Read on to page three fora summary of IDC's Top 10 predictions for the year ahead.
IDC top 10 predictions
1. Australia's economic growth rate to slow to 2.6 per cent as sales of PCs and peripherals decline. But the services market equals better ongoing revenues for the channel.
2. Governments will boost spending to stimulate demand and even if that isn't aimed at IT, the technology industries will benefit strongly from a flow-on effect. But as the state enters the market vacated by private enterprise, it will demand more value from suppliers and margins will suffer.
3. Cloud computing will gain popularity as buyers look for cheaper, better, faster ways to compute. More than half the respondents to an IDC survey are using or evaluating cloud services.

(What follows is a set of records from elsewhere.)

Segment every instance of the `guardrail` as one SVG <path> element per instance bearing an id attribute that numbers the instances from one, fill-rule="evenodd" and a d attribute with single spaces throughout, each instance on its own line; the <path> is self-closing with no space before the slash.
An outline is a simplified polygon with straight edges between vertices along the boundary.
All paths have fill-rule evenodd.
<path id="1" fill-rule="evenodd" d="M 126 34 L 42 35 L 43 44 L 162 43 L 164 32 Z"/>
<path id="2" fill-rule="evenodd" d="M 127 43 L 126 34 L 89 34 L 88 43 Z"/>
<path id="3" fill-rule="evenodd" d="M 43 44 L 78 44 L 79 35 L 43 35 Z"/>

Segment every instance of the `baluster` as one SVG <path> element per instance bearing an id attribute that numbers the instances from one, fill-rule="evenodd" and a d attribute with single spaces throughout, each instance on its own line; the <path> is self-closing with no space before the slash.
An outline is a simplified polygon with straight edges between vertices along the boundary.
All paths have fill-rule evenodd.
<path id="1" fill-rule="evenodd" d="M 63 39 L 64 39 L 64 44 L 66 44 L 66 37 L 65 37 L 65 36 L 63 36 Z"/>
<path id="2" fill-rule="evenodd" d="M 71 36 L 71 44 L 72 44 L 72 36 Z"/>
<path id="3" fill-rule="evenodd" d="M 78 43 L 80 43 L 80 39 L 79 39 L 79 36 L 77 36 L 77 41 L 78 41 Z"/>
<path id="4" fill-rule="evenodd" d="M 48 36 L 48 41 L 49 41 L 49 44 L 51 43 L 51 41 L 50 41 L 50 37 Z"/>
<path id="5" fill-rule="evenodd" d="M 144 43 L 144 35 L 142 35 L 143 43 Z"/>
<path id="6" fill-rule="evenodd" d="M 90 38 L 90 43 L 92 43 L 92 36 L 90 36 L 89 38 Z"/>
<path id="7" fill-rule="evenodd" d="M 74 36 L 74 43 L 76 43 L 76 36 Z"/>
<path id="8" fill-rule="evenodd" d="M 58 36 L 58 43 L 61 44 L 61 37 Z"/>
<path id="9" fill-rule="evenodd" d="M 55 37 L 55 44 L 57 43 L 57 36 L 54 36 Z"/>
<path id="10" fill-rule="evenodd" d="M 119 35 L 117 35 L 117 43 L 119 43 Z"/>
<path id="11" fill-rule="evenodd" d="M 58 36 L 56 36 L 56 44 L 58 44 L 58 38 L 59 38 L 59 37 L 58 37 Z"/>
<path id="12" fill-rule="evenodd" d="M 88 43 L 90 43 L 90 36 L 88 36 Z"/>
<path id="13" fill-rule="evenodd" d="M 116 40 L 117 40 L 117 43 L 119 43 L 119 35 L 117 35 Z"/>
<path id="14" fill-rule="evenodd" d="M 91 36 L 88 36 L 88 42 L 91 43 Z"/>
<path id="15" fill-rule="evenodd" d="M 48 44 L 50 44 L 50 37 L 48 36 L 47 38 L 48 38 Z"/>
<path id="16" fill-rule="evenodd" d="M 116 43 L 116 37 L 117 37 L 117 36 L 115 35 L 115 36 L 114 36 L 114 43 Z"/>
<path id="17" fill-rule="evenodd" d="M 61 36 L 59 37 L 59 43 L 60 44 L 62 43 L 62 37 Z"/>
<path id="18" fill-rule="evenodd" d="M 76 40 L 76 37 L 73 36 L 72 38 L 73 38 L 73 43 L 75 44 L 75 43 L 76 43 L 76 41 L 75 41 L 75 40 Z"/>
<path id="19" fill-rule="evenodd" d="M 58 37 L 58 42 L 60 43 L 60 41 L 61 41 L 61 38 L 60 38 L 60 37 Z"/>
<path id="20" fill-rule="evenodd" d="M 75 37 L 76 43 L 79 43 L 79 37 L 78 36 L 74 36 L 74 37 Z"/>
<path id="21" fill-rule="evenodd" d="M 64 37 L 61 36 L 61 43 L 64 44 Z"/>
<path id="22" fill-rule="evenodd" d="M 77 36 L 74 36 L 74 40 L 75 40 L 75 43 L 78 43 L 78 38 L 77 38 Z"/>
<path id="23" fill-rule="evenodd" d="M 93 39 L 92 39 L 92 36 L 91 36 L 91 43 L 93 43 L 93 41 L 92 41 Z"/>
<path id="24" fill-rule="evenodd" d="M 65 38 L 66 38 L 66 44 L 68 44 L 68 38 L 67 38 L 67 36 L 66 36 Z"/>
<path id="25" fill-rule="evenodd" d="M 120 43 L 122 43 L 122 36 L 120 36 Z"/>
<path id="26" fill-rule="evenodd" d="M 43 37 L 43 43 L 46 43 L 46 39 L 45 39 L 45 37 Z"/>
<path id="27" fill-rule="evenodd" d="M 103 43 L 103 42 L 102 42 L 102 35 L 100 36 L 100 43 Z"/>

4. Companies look to social media to influence buyers and keep customers.
5. Green IT will grow in importance.
6. Managed data services and data centres will be revisited as organisations prepare for a sustained downturn.
7. Thin clients will again be the flavour of the day. Sales will grow as fleets of old PCs are retired next year.
8. Deregulation is so 1990s. Governments are flexing atrophied muscles and enforcing their views -- backed by taxpayer dollars -- on the channel and industry players such as telcos rolling out broadband networks.
9. Vendors and suppliers with cash war chests will thrive as flexible prices become the norm.
10. Netbooks bundled with mobile phone service plans will change how portable and desktop PCs are sold and will re-route the circuitry of the channel.